Shades are basically broken down into two categories: warm and cool. People with warm eye, hair, and skin tones should choose a warm hair color, and people with cool tones should choose a cool hair color. Which are you? We don't know . . . we've never even seen you before! Usually, "warm" people have golden or reddish tones, whether in their skin, hair, or eyes, and "cool" people have bluish tones and skin and hair without a hint of gold. This cool/warm separation can be tricky, especially if you have both warm and cool features, so it's best to get a professional opinion. Any beautician at a makeup counter in a department store would be happy to help you figure out if you're a "cool" or a "warm" (as well as if you're a Jet or a Shark, and if you're a jean or a khaki). Just pretend you're buying something.

After you decide what group you belong to, you can better choose your color. "Cool" people should stay away from hair colors with reddish or golden hues and seek out the cooler colors, ranging from platinum to blue-black. "Warm" people should choose colors with golden and red highlights, from strawberry blonde to dark auburn. Remember, unless you're prepared for disastrous results, stay within a few shades of your natural color.

Brand

Finally, it's time to choose the brand. There are simply too many brands on the market to go over the pros and cons of each, but professional stylists suggest that you use a popular brand name. Why? Two reasons:

  1. Popular brands are usually popular for a reason. If L'oreal's hair products were known to turn hair green, you'd hear about it. But if you use the obscure "Bombshell in a Bottle," you might turn into more of a bomb than a bombshell.

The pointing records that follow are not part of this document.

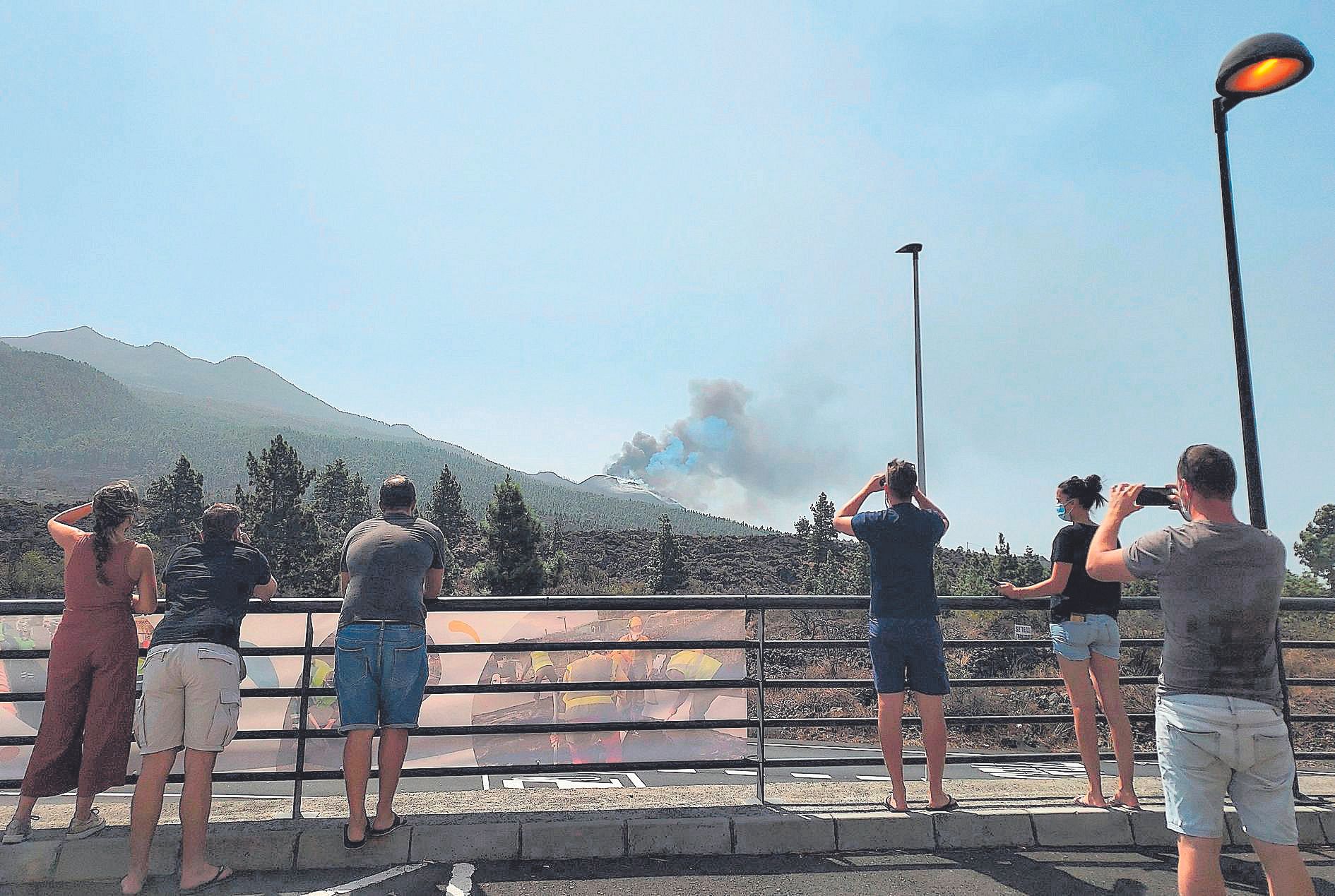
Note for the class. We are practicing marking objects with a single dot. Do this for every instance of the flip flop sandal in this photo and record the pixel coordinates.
(222, 875)
(398, 823)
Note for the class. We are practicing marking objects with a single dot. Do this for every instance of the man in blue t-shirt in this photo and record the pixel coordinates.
(903, 632)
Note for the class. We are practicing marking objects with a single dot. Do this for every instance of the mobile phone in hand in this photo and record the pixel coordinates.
(1156, 497)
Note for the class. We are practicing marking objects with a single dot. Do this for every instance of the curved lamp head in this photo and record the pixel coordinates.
(1263, 64)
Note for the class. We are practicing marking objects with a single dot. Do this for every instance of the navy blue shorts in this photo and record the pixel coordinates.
(908, 655)
(379, 675)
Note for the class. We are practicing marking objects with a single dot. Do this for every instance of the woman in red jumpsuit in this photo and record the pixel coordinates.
(85, 723)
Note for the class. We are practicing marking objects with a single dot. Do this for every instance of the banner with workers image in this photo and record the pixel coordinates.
(545, 662)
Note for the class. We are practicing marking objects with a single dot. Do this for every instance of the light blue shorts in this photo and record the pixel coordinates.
(1211, 746)
(1098, 633)
(379, 675)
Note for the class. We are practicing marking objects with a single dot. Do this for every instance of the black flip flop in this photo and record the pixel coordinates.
(222, 875)
(398, 823)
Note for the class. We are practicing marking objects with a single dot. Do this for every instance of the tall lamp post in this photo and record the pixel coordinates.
(918, 358)
(1259, 66)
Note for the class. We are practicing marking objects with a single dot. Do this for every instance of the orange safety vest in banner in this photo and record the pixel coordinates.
(594, 668)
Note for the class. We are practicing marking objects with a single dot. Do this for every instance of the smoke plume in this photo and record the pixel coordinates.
(737, 455)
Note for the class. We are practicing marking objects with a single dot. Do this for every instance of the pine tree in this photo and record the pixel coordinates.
(174, 505)
(513, 539)
(821, 536)
(1004, 564)
(340, 500)
(1315, 546)
(446, 509)
(280, 522)
(1031, 568)
(669, 568)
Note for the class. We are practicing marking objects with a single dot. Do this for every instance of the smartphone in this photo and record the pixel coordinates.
(1156, 496)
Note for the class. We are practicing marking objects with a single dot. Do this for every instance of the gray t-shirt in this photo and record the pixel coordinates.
(1219, 587)
(386, 560)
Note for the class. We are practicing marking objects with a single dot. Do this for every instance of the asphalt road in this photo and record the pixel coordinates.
(979, 872)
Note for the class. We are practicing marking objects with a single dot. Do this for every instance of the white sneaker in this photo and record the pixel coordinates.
(81, 830)
(18, 831)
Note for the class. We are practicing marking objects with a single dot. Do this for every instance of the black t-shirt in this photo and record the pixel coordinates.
(208, 587)
(1081, 593)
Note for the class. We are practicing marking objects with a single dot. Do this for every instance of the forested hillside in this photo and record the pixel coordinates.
(67, 429)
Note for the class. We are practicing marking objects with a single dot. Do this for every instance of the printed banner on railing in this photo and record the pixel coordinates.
(545, 662)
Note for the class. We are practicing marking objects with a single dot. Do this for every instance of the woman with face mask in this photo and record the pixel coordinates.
(1086, 638)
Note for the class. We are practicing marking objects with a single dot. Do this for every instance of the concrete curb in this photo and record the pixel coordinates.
(289, 846)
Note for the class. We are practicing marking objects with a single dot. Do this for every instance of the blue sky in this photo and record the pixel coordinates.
(529, 229)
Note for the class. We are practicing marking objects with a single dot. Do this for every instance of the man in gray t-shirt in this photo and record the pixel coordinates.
(388, 565)
(386, 568)
(1218, 720)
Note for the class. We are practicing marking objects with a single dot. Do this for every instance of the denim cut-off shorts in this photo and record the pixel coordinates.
(1211, 746)
(908, 655)
(379, 675)
(1098, 633)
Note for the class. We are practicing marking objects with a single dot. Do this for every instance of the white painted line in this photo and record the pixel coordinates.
(461, 880)
(352, 885)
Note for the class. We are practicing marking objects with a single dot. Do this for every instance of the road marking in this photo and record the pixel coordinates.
(352, 885)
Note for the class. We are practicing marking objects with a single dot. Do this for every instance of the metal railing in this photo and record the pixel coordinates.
(756, 683)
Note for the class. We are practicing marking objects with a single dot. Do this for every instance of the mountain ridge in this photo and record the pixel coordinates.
(70, 428)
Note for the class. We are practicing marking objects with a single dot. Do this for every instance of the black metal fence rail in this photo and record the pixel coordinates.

  2. Popular brands usually have a help line that's listed right on the box. Although you're most likely not going to get hair experts when you call, you'll get answers to common problems you may encounter during the actual dyeing of your hair.

Your best bet is to go with a brand that a friend has recommended. However, don't go with a brand simply because you like your friend's hair color (it won't look the same on you). Go with it because she says it doesn't smell like rotten eggs, it was relatively easy to use, it doesn't fade quickly, yada yada yada.

There are an increasing number of hair dyes made especially for men on the market, though most of them are gray-reducers. L'oreal, for example, makes "Feria for Men" in a wide range of colors. "Tipping" has become a common male request in salons, and this involves bleaching the ends of the hair (think *NSync). The same effect can be created at home by bleaching your whole head and letting the dark hair grow back in. Besides, if you don't like the look, you can just shave all your hair off, carry a tambourine, and ask for money at the airport.